Dai verbali per le violazioni del Codice della Strada i Comuni italiani incassano ogni anno centinaia di milioni di euro. Somme che, per legge, dovrebbero essere in parte vincolate alla manutenzione e al rinnovo della segnaletica. Eppure, la realtà fotografata dai bilanci inviati al ministero dell’Interno racconta un’altra storia: cantieri mai finiti, fondi sottostimati e uscite dirottate su capitoli di spesa che nulla hanno a che fare con i cartelli stradali. A sollevare il velo sulle incongruenze tra quanto incassato e quanto effettivamente speso è un’inchiesta pubblicata dal quotidiano Il Post.
Lavori al palo e capitoli di spesa “creativi”
Nel 2025, i venti capoluoghi di regione hanno registrato oltre 564 milioni di euro dai verbali (esclusi gli autovelox). Per legge, almeno il 12,5% di questa cifra andrebbe destinato all’aggiornamento della segnaletica. Tuttavia, in ben nove città i cantieri risultano quasi del tutto fermi: è il caso di Potenza (con appena l’1% dei lavori realizzati), Milano (7,4%) e Bari (19%).
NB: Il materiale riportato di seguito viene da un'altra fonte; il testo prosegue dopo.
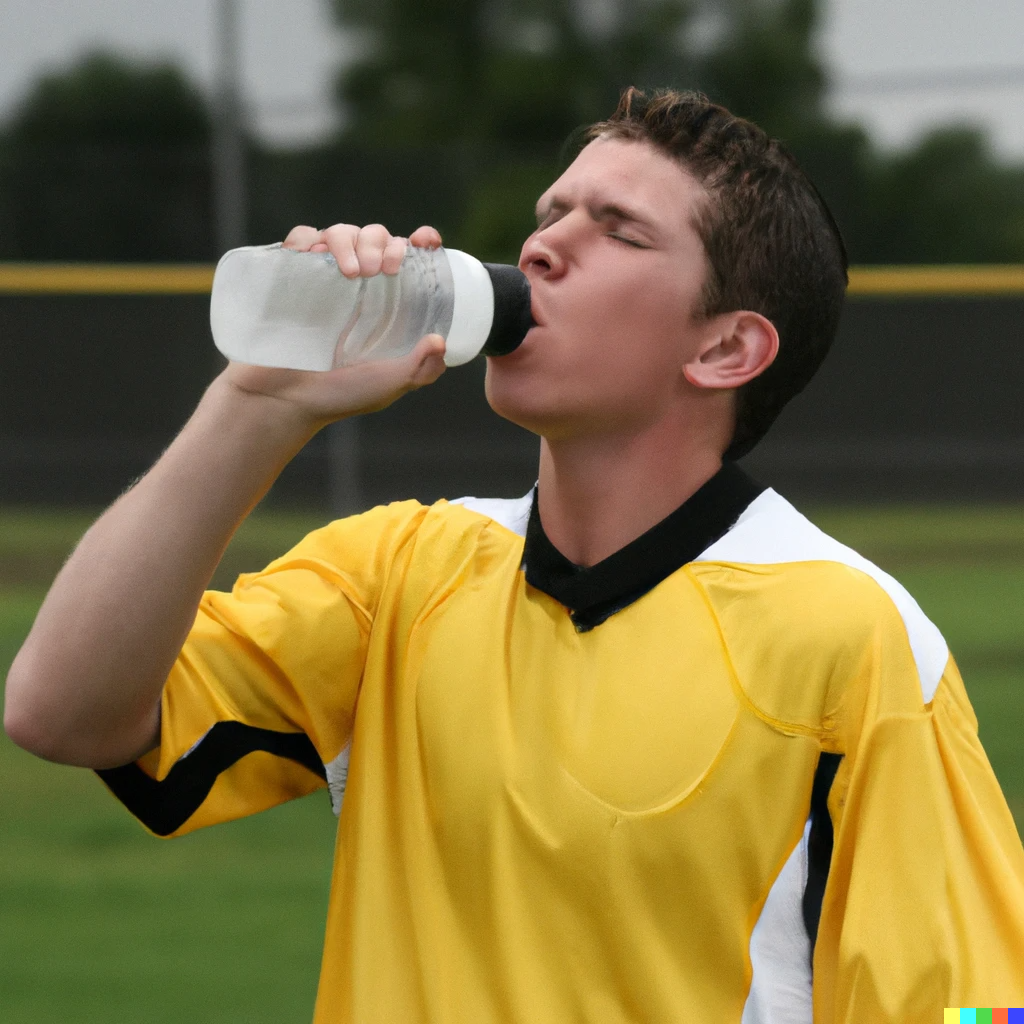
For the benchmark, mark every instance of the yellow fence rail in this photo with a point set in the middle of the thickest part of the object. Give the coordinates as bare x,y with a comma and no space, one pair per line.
196,279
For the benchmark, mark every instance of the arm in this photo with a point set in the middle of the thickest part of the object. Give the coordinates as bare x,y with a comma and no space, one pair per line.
85,686
925,902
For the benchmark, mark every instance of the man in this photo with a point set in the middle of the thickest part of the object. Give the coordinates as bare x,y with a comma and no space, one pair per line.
644,745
A Roma il quadro appare ancora più critico. Negli ultimi tre anni la Capitale ha incassato 482 milioni di euro dalle sanzioni, ma ne ha inseriti a bilancio per la segnaletica solo 43 (anziché i 60 previsti dalla normativa). Non solo: le risorse stanziate sono servite per interventi rimasti a metà (nel 2025 il tasso di completamento non ha superato il 50%) e, soprattutto, nei rendiconti ufficiali la voce “segnaletica” nasconde uscite destinate a illuminazione pubblica, manutenzione delle fognature, smaltimento acque e persino al vestiario della Polizia Locale.
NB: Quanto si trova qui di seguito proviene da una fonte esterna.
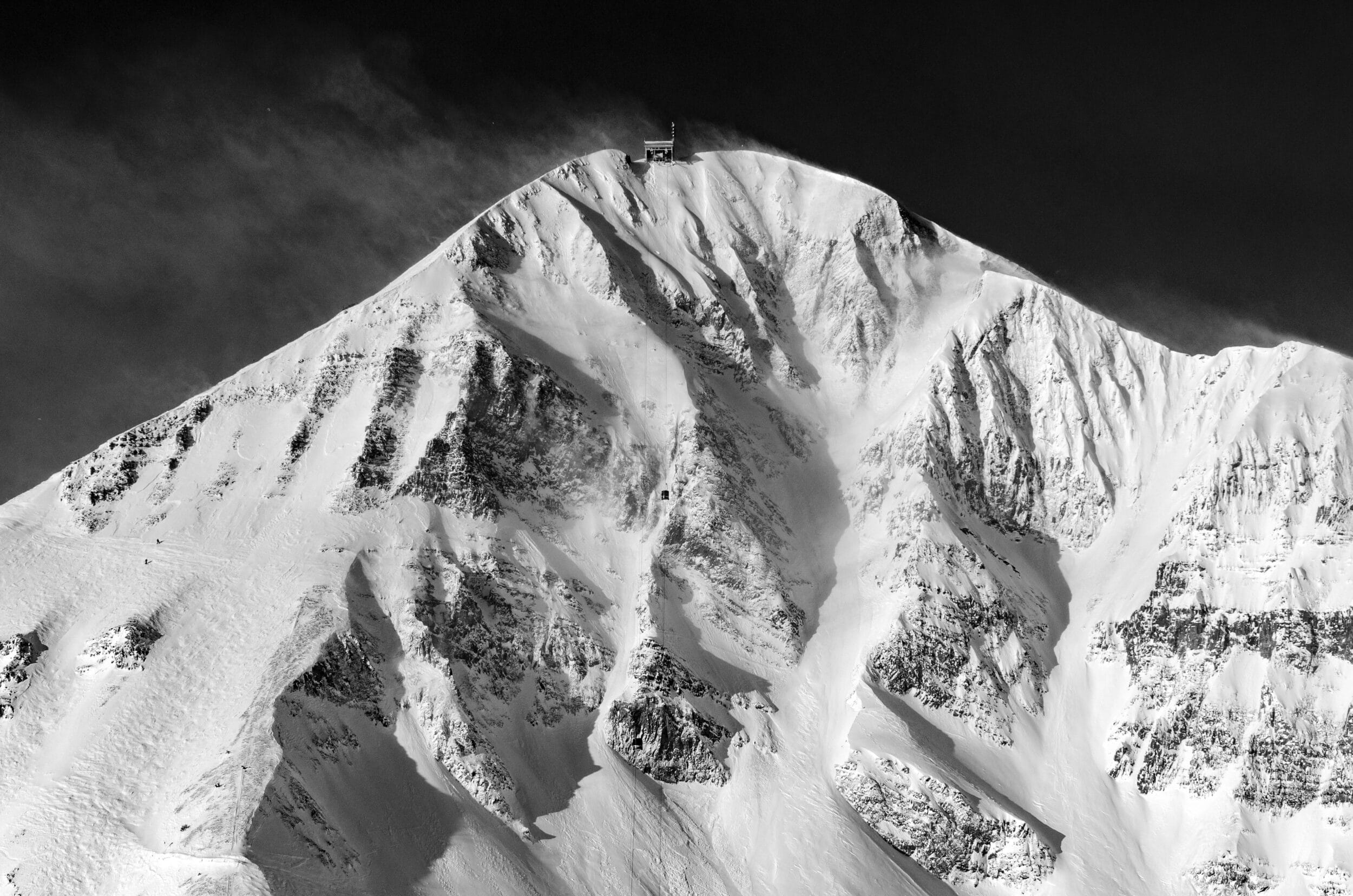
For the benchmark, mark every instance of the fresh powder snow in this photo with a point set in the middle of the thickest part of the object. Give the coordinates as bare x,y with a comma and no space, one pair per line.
702,528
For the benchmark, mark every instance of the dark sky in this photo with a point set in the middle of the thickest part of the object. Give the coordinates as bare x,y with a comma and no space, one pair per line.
179,195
La difesa del Comune: “Difficile quantificare la spesa reale”
L’assessore capitolino alla Mobilità, Eugenio Patané, chiarisce come i dati inviati al ministero non riflettano i reali investimenti sul campo, che verrebbero inseriti direttamente nei singoli progetti di manutenzione stradale (come il restyling dei 175 incroci più pericolosi della città).
A complicare il tracciamento incide un’intricata burocrazia: dei 9.000 chilometri di strade romane, 1.400 sono gestiti direttamente dal Comune centrale (diviso tra l’assessorato ai Lavori Pubblici per la vecchia segnaletica e quello alla Mobilità per la nuova), mentre i restanti fanno capo autonomamente ai 15 municipi. “Sommando le varie voci possiamo stimare una spesa globale di circa 40 milioni all’anno, ma un computo unitario ad hoc non è mai stato effettuato”, ammette Patané.
Segnaletica obsoleta e rischi per la sicurezza
Il mancato rinnovo della cartellistica comporta conseguenze dirette sulla sicurezza. Secondo Assosegnaletica, un cartello stradale in Italia dura in media 7 anni (la metà rispetto al resto d’Europa) a causa dell’impiego di pellicole di vecchia concezione. A ciò si aggiunge l’accumulo di troppi cartelli sullo stesso palo per evitare i costi di posa (circa 300 euro a sostegno), con il risultato di generare confusione in chi guida.
“A Roma non è possibile capire come e dove siano impiegati i fondi”, accusa Federico Rocca (FdI), presidente della Commissione Trasparenza del Comune. Paolo Mazzoni, vicepresidente di Assosegnaletica, evidenzia la necessità di introdurre un “catasto dinamico digitale” per mappare lo stato di usura dei segnali. Un tema cruciale: diversi studi accademici confermano che il ripristino e la corretta manutenzione della segnaletica verticale e orizzontale possono ridurre gli incidenti stradali fino al 40%.